Flow <Int> {// it is easy to display the result, only 5 data (1.. 5). ForEach {emit(it)}}. CollectLatest {println("Collecting $it") delay(100) println("$it ")}  Collecting 1 Collecting 2 Collecting 3 Collecting 4 Collecting 5 5 collectedCopy the code

It can be seen here that Collecting output all the results from 1 to 5, but collected only 5, which is because the operation of processing the last data was just suspended by delay when the later data arrived. In addition to collectLatest, mapLatest and flatMapLatest also have this function.
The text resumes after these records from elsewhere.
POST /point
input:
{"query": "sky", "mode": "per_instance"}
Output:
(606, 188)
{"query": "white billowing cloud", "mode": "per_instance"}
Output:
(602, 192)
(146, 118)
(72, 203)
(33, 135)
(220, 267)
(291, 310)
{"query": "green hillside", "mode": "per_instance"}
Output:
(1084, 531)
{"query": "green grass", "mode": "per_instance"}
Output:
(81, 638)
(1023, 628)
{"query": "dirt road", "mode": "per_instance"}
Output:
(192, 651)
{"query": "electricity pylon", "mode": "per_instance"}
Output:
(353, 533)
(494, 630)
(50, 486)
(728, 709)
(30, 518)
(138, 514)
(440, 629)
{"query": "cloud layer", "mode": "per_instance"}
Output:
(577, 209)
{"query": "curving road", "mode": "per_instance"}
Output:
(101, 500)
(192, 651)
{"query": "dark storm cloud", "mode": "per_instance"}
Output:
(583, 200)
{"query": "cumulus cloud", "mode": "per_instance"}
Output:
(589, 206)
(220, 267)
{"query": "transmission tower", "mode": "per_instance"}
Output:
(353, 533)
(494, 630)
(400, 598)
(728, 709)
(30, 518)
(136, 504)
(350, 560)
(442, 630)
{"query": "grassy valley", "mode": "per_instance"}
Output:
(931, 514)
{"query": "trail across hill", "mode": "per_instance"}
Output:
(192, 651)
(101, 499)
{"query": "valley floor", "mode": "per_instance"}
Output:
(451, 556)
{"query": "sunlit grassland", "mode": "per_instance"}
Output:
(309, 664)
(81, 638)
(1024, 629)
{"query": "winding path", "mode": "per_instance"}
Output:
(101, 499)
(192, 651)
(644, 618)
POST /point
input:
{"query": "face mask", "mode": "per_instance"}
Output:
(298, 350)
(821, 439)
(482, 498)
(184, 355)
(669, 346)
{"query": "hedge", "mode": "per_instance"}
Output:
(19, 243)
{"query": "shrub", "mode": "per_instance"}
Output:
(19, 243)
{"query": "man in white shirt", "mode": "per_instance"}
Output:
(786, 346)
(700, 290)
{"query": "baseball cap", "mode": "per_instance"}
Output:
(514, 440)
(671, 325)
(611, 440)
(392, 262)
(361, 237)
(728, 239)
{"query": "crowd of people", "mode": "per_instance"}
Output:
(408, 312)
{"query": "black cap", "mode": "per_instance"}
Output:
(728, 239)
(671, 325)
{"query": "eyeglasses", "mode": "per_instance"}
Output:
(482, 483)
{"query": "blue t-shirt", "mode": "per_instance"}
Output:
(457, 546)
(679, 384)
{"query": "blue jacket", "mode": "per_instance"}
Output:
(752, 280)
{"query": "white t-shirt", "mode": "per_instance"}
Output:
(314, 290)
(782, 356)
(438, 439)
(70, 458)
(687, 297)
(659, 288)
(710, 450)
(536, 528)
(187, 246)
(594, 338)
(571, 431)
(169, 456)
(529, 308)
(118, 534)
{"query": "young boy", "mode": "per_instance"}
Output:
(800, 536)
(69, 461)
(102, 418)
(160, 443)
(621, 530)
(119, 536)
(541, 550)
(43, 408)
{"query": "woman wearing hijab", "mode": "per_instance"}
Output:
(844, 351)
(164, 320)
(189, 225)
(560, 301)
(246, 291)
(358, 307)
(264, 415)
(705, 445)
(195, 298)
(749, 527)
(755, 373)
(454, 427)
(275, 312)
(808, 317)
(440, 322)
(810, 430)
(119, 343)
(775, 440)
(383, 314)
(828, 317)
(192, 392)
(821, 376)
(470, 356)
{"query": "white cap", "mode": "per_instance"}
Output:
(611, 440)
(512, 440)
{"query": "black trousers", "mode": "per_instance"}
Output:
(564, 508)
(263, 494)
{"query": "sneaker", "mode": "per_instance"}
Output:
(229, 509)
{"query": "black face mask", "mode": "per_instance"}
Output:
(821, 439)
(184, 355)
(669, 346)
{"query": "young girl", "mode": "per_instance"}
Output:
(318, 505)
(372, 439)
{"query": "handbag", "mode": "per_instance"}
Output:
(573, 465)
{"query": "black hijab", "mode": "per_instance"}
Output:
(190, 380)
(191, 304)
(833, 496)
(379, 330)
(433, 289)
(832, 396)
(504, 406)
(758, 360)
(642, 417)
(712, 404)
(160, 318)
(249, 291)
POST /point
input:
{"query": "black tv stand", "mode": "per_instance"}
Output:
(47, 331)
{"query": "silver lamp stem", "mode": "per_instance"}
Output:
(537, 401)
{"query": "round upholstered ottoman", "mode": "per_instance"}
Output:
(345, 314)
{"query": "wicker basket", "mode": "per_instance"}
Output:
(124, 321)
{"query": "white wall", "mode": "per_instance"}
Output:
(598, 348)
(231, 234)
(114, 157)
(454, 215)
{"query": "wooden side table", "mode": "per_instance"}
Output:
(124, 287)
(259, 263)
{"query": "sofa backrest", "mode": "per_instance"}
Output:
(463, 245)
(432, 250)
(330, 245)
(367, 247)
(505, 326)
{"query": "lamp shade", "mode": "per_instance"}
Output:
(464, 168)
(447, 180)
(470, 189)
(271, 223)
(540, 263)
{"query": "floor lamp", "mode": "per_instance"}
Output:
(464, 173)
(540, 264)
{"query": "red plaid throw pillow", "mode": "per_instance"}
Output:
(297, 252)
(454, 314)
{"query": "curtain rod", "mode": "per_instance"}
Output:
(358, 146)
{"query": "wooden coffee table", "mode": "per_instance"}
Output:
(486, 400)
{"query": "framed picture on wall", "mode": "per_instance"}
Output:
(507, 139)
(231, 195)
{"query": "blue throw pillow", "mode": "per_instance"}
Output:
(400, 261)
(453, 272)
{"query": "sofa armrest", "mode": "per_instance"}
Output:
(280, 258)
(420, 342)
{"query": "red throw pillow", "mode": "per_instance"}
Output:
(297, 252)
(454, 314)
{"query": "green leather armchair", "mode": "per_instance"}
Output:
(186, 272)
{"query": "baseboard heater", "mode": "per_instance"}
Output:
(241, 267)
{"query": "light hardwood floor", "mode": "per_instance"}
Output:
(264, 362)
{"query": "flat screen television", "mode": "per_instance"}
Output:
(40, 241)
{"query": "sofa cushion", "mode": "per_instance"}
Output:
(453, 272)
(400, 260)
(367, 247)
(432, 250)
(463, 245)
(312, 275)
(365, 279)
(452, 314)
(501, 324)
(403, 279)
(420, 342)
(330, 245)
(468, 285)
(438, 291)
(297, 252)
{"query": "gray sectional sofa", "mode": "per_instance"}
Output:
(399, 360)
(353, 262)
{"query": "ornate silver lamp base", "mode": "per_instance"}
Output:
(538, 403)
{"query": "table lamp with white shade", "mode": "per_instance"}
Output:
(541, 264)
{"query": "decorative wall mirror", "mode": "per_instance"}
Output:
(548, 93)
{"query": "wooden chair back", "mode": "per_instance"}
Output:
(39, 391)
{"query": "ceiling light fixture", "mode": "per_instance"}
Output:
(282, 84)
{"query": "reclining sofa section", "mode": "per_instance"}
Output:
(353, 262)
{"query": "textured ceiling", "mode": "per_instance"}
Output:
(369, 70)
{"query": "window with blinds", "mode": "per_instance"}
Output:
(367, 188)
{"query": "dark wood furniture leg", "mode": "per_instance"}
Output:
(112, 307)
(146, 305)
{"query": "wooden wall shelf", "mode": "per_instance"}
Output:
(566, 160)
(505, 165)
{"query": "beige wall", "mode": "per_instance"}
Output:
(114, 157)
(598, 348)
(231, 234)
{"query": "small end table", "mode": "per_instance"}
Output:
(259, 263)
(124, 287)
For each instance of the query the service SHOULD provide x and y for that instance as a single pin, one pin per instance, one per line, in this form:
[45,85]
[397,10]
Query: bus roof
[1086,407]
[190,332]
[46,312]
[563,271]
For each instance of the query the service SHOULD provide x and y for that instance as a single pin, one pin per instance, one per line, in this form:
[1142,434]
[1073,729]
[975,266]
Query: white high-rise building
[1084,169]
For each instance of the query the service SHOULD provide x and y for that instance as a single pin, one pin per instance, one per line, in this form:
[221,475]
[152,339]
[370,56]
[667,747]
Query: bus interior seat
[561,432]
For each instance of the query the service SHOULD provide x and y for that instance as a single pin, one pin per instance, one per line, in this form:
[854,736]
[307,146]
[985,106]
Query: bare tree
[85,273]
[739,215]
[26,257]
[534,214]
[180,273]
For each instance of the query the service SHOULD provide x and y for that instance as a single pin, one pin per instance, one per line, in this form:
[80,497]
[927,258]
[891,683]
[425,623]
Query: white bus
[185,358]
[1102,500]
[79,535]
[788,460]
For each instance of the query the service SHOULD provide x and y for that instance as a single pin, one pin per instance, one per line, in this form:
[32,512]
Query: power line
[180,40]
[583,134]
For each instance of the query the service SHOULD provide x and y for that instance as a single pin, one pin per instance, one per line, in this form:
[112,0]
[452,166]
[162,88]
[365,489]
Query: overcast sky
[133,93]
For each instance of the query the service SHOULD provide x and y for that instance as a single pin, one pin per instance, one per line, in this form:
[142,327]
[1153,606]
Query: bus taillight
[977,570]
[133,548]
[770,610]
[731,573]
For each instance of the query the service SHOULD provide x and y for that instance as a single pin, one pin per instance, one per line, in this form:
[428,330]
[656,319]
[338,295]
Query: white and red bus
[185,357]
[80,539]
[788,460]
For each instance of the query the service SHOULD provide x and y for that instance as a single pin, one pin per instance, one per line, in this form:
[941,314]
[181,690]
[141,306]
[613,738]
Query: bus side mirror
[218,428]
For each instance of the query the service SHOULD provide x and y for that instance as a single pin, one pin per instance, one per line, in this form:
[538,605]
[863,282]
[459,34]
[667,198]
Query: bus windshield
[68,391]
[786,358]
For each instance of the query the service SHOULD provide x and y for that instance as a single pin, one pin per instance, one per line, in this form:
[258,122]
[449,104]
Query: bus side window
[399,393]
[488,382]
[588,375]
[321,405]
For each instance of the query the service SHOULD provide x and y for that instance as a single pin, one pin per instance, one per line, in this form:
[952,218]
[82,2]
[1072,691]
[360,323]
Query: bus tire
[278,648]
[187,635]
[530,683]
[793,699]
The Flow of transformation

Element transformation of Flow

Use map to transform the elements of Flow in the same way as the map transform of list:

flow<Int> { (1.. 3.) the forEach {emit (it)}}. The map {2} it *. The collect () {print ($it, "")} running results: 2 minus 2,Copy the code

Flow nesting and stitching

flow { (1.. 3).forEach { emit(it) } }.map { flow { (1.. it).forEach { emit(it) } } }Copy the code

What we get is a Flow with data type Flow. There are three flows with 1, 2, and 3 elements sent internally. We then use a flattening concat to combine the several flows:

flow { (1.. 3).forEach { emit(it) } }.map { flow { (1.. ForEach {emit(it)}}.flattena concat ().collect {println(it)} run result: 1 1 2 1 2 3Copy the code

Flow implements multiplexing

Flow implements multiplexing of await

Use select to simulate local and network fetching data:

/ / the data from the cache and simulation fun CoroutineScope. GetDataFromCache () = async {delay (100) "getDataFromCache} / / simulation network data, Delay 500 s return fun CoroutineScope. GetDataFromNet () = async {delay (500) "getDataFromNet}" suspend fun main () { GlobalScope.launch { listOf(::getDataFromCache, ::getDataFromNet) .map { function -> function.call() }.map { deferred -> flow { emit(deferred.await()) } }.merge() .collect {println(it)}}.join()} Result: getDataFromCache getDataFromNetCopy the code

Unlike select, Flow collects both data.

summary

At this point, this article on the basic use of coroutine and part of the advanced learning is over, unconsciously wrote so much. Of course, there are a lot of knowledge points, especially difficult points, of coroutines, which should be further studied and explored. This article is mainly to record the process of learning coroutines, if you read to help, that is really good. Next, I will continue to study Kotlin in depth and apply it in practical projects. I will also share more Kotlin learning experience when I have time!